Siyasi hayata atılmak; aynı zamanda başta ülke olmak üzere parti sorunlarına talip ve bunlara çözüm üretiyor olmak anlamına da gelir, daha doğrusu bizlere öğretilen buydu. Girmiş olduğunuz yolda - bu uğurda; ihmal edeceğiniz eş – dost – akraba ve ailenizi görmezden gelecek, harcanacak paranın hesabını yapmayacak, giden vaktin muhasebesine girişmeyecek, yorulmak – kırılmak – darılmak – kızmak ve küsmek gibi kelimeleri sözcüklerden ve beyinlerinizden çıkartacakve yeri geldiğinde de can veremeyecekseniz boşuna böyle bir uğraşın içerisine girmeyin, kimsenin de bedduasını almayın, sizden olan beklentileri de boşa çıkartmayın.
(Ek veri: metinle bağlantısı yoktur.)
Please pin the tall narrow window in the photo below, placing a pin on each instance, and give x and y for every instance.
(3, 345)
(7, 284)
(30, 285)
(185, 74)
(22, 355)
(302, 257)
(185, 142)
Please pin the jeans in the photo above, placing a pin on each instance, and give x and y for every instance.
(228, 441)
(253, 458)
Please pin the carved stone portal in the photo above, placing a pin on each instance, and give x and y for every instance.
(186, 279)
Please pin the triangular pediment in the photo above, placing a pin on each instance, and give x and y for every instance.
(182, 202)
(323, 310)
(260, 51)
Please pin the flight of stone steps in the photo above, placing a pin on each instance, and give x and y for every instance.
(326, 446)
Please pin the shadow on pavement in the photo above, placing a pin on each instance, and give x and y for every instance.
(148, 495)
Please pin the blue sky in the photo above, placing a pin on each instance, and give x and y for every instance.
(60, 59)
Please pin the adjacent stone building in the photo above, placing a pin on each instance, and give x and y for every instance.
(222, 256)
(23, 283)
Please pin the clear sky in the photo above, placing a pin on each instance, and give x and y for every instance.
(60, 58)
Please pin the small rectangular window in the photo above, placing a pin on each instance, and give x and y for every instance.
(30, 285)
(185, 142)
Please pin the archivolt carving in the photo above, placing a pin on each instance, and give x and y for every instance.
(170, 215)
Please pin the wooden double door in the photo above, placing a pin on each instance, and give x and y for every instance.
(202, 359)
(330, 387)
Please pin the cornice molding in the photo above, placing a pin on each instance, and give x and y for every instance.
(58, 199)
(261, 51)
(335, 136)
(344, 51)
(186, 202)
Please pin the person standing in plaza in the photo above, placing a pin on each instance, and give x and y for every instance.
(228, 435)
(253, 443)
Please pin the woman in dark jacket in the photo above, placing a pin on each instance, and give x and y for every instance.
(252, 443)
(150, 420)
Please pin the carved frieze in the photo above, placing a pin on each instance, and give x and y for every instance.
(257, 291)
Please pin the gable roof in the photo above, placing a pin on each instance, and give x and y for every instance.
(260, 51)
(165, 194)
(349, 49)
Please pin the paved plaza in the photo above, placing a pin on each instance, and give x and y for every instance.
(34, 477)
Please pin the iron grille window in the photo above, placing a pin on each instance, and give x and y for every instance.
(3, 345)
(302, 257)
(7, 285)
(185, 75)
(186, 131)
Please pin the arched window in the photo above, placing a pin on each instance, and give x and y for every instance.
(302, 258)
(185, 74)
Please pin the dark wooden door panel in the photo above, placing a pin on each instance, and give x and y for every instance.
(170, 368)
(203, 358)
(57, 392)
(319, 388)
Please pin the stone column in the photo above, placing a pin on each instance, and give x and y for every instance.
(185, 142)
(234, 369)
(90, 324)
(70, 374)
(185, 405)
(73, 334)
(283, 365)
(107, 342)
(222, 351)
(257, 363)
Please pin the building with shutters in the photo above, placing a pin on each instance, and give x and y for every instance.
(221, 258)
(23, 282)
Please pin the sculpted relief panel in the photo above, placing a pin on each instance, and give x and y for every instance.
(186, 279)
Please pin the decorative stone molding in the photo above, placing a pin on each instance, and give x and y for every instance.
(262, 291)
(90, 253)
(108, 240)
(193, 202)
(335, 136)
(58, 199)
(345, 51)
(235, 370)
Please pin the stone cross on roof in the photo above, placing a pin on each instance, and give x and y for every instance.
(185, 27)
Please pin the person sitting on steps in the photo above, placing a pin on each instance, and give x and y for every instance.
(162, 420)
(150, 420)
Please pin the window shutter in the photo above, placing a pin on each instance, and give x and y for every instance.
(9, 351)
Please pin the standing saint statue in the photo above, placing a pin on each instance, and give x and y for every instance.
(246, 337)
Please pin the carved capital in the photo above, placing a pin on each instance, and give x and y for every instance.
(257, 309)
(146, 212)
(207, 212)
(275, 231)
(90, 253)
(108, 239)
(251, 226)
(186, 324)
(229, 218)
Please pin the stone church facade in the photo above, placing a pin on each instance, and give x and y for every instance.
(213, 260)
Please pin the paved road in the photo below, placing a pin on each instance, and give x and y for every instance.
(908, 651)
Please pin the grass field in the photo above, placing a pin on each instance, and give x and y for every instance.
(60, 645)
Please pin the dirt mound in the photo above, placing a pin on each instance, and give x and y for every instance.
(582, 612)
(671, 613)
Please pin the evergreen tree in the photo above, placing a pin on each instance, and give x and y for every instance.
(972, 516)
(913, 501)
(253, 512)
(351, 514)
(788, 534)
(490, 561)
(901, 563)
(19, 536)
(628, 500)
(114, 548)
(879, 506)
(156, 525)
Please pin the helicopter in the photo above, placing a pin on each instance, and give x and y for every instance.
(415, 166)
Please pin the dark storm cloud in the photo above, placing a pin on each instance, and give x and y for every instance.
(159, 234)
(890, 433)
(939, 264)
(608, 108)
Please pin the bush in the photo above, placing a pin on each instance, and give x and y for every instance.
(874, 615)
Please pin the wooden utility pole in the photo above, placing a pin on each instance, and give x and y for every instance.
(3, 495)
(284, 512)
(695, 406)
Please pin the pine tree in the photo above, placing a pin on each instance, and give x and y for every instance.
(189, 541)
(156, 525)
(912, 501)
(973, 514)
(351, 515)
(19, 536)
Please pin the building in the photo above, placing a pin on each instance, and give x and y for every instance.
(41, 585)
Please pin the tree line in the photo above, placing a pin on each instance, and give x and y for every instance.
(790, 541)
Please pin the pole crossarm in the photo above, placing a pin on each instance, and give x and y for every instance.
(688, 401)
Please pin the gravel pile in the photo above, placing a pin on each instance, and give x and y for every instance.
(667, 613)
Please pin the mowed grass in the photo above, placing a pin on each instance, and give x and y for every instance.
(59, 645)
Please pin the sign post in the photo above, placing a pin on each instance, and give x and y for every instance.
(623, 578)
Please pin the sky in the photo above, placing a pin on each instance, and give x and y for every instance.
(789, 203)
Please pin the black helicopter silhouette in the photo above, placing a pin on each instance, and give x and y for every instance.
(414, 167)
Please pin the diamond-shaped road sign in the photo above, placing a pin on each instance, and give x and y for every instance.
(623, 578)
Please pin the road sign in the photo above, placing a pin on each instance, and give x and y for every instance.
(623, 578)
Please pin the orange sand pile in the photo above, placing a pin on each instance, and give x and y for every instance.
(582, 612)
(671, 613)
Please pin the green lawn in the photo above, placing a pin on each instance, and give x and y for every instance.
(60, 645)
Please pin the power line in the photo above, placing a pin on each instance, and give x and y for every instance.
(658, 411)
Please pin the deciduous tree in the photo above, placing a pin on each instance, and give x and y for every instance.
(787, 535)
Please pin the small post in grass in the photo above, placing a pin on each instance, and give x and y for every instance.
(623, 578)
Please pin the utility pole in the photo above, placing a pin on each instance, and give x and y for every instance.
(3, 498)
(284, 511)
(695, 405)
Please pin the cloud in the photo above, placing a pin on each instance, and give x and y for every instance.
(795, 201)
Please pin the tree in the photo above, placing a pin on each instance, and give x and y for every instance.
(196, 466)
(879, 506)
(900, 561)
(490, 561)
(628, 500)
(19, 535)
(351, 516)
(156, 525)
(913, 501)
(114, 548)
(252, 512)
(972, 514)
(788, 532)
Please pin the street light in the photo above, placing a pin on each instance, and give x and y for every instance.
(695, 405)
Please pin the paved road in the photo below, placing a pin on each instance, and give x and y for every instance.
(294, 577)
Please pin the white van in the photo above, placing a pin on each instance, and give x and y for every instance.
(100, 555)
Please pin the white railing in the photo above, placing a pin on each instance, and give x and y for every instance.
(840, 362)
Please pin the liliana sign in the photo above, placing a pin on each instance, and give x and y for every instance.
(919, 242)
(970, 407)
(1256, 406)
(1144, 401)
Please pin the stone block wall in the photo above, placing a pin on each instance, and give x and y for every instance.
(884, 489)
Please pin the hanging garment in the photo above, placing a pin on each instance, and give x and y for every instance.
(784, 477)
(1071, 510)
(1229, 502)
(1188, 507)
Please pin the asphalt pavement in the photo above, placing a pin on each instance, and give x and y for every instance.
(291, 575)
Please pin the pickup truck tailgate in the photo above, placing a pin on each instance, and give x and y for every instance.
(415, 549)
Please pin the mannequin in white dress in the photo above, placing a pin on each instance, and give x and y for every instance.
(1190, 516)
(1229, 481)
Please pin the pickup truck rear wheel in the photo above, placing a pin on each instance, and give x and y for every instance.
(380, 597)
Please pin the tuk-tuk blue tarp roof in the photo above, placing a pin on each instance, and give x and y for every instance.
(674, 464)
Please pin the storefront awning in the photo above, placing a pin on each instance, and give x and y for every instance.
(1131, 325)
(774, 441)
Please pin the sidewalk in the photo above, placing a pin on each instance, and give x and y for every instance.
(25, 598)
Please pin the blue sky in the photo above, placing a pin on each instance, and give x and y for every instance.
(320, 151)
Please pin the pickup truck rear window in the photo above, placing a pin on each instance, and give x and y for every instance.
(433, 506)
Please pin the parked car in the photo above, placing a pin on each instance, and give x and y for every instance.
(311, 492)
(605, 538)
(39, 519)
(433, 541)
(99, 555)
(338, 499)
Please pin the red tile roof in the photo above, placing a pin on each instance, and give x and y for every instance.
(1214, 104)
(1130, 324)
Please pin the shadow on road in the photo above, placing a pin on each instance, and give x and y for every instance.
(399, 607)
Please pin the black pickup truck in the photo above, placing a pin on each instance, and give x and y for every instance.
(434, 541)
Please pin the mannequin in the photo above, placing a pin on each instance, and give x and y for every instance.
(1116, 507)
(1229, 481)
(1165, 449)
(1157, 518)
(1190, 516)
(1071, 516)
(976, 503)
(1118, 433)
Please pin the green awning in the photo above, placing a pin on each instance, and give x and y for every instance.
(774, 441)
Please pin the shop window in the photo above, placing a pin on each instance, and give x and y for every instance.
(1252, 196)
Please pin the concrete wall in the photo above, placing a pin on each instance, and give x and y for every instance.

Sırf bu yüzden bile siyaset çok zor ve herkesin üstlenemeyeceği / üstesinden gelemeyeceği bir uğraştır, davadır. Siyaseti dava edinemeyecek kadar cesur olamayanlar, gitsinler başka işlerle uğraşsınlar ya da eski siyasilerin deyimiyle – bir zamanlar “moda” da olan - “anılar” ını yazsınlar.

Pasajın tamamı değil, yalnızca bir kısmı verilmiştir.